By Riley Kaminer
Is Broward County South Florida’s top tech capital hiding in plain sight? Vice Mayor Michael Udine thinks that more founders should be bullish on Broward.
Udine told Refresh Miami that he does “five or six Zoom calls a week” with companies considering relocating to Broward from places like New York City and San Francisco. “I like to make sure that we are receptive and open to welcoming tech,” he said of his digital diplomacy.
Of course, Broward County isn’t exactly a secret. It’s the second most populous county in Florida and in 2019 accounted for $100 billion of the state’s roughly $950 billion GDP.
But amidst the sea of Miami-centric hype over the South Florida tech scene, Broward might best be characterized as a slumbering giant.
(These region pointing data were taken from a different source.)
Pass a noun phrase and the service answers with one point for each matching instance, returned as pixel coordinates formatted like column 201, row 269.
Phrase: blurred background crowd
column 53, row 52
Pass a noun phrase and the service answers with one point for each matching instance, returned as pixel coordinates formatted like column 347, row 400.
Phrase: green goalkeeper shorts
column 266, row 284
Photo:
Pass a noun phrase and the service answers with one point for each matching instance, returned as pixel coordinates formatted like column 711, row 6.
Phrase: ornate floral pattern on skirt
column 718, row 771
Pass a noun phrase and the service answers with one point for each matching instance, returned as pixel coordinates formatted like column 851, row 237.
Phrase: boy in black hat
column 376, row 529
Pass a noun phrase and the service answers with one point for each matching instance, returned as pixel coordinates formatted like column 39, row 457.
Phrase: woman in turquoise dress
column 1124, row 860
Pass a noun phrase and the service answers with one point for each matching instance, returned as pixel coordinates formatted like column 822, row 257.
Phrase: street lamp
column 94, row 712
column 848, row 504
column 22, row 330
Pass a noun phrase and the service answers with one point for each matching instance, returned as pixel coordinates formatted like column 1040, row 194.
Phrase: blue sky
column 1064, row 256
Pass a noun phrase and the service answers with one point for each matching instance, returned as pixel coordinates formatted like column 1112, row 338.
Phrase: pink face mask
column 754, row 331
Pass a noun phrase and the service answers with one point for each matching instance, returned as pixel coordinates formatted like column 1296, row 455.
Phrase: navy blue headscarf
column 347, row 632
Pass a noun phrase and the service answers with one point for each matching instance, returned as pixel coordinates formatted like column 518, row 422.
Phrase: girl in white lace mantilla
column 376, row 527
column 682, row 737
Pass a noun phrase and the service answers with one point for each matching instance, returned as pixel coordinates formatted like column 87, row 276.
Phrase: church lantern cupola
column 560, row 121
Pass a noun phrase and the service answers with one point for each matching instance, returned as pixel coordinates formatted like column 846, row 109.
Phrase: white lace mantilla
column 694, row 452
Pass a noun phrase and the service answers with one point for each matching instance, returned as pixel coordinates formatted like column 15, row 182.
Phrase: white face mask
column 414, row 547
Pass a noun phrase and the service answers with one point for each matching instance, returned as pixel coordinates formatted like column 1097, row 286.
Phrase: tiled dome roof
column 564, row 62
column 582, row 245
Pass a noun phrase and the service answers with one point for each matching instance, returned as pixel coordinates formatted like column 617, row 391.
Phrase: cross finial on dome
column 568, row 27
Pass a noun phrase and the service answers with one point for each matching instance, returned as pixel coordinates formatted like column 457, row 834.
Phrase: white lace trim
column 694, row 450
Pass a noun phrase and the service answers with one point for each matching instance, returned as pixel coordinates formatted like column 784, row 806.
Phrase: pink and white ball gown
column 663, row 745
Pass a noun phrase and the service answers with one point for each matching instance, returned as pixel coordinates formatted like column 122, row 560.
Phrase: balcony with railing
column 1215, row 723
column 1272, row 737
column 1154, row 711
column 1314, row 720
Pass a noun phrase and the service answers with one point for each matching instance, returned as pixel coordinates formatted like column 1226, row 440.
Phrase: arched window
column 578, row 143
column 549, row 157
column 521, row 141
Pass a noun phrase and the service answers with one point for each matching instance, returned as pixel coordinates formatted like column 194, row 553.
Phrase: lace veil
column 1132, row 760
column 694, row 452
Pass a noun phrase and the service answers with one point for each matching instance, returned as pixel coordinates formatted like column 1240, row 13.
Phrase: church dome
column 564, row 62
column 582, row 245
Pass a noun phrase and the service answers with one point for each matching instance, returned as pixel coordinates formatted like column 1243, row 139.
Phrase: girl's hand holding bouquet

With Miami-Dade’s gregarious and very-online evangelists, and Palm Beach’s continually growing diaspora of the Northeastern elite, Broward can get lost in the shuffle.
Vice Mayor Udine, however, has been mounting a campaign to bring awareness to his county: “We are centrally located, have lower taxes, a lot going on, and a great quality of life.”
Listing some of South Florida’s top tech startups and scaleups that are based in Broward – Citrix, Nearpod, and Magic Leap, just to name a few – Udine said that Broward is “quietly becoming well known in big industries.”
Maritime is one of those industries. Broward's marine industry is bigger and more active than that of Miami or Palm Beach, which made it a clear choice for rapidly-growing startups like Boatsetter. Fort Lauderdale’s seaport Port Everglades is an economic engine that powers $32 billion worth of business activity annually while supporting more than 13,000 direct local jobs and 230,000 jobs statewide.
Udine also highlighted the forthcoming Levan Center of Innovation at Nova Southeastern University as a key hub for the burgeoning Broward – and South Florida – tech scene. Scheduled to open this summer, Udine described the Center of Innovation as a “gamechanger” that will help secure a reliable pipeline of local talent for tech companies in Broward and beyond.
On the concern that some companies express about South Florida’s infrastructure, Udine said that Broward is set up for success thanks to the county’s one-penny transportation surtax. These extra tax dollars and cents aim to relieve congestion and improve connectivity across the region. Broward’s public officers set up an online dashboard that allows users to check out how all those pennies are adding up to tangible improvements in their neighborhood.
“We want to make sure that the culture and lifestyle in Broward is embracing and fun, and that people can get around,” said Udine.
While trying to attract new companies and talent to Broward, Udine highlighted that he also aims to keep the county accessible for locals, especially in the face of soaring real estate prices. “We’re doing things to make sure there is affordability in the housing market,” Udine said, noting that he hopes to increase the supply of housing along the county’s major transit corridors.
“Success breeds success,” Udine said, arguing that Broward’s growing population will ultimately bring more jobs and prosperity and enable all to embody the county’s motto, “Life, less taxing.”